A bird with a broken wing, Mynon set his head on one side. Jason had done the same on occasion; it warranted a kind of detachment. “One week, at full ration. But that’s for the men alone. Fodder for the draught animals is not to be had, not up here. They’ll start dying soon, and then we’ll be pulling the wagons ourselves.”
“We’ve done that before. We’ll hitch the mules to the wagons, and eat the oxen.” Rictus paused. “There are fewer of us now, anyway. Fewer mouths.”
Silence fell. The bonfire crackled and rushed, a soft roar in the blue gathering dark. Around the light of the flames the crowds of men drew closer, as if they could hear what was being said better in the light. Rictus saw Whistler there, and old Demotes from the Dogsheads. How many of them were left now, he wondered. Those nights in the Marshalling Yards of Machran seemed like a different world, and the boy he had been back then was someone else. Rictus raised his hand and touched two things which hung at his throat: Zori’s coral pendant and the tooth of a wolf, clicking together under his fingers. Small things, to hold such a cache of memories.

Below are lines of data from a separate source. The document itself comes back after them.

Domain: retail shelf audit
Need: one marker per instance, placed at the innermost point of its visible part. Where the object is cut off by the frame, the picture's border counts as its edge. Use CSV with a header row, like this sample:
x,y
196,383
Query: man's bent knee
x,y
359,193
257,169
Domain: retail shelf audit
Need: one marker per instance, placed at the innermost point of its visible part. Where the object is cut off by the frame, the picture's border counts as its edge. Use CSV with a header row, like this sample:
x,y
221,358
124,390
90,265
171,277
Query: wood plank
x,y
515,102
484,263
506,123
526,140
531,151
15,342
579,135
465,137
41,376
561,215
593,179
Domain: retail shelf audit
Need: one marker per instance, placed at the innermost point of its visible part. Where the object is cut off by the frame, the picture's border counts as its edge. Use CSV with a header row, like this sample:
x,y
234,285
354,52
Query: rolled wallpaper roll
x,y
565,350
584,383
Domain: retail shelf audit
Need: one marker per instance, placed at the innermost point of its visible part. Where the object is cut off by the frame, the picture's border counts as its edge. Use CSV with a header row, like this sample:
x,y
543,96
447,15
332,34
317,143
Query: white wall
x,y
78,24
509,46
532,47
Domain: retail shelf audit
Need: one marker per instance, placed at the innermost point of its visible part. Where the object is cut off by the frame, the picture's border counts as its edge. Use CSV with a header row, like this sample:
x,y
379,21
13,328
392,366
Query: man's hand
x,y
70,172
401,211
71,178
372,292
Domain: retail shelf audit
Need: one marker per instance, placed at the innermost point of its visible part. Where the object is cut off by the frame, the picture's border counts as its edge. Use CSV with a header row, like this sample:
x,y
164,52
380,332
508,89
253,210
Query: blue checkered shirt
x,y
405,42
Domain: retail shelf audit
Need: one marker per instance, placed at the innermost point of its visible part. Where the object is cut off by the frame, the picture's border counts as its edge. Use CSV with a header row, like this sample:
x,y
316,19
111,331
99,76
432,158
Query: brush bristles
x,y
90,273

Aristos stepped forward to warm his hands at the flames. “We’re fewer now, it’s been said. I would go farther. I would say we are not an army any more. We have not been since Kunaksa. Phiron knew how to lead us, and he did it well. When he died, Jason took his place, and he was an obvious choice. He was a good man. But he did not have the skills of Phiron. That is why at Irunshahr, so many of us died.”
Rictus stepped forward, eyes blazing. “Is that why? Search your heart, Aristos. Is that really why?”
“Let me speak, Rictus.” Aristos held up a hand, as regretful and reasonable as one could wish. Out of the assembled men, voices cried: “Let him speak!” The chorus grew. “Let him have a say. Fair’s fair, strawhead.”
Rictus stepped back. He was unarmed, as were they all, but one did not need weapons in the Assembly to fight one’s battles. Words were better and he was not good with them, never had been. Jason was the man for that.
“I have seen a map of the Empire. Brothers, we are in the Korash Mountains. They are not so high as the Magron, but they are further north, and much colder. This valley we have been marching in, it runs all the way through them to the open lands of Askanon and Gansakr beyond. The mountains are some two hundred pasangs from east to west. Once we are through them the way is open to the sea, good marching country with cities on every side. And not the fortress cities of the Middle Empire, but smaller, many of them unwalled. Brothers, once we are beyond the mountains, it is a two week march to the sea. Two weeks.”
A ragged shout went up at this, and men turned to their neighbours, grinning and striking one another on the bicep. They had not dreamed it could be so close, the end of the illimitable Empire. Aristos looked at Rictus, and their eyes met. He knew exactly what he was doing. He raised a hand to still the hubbub.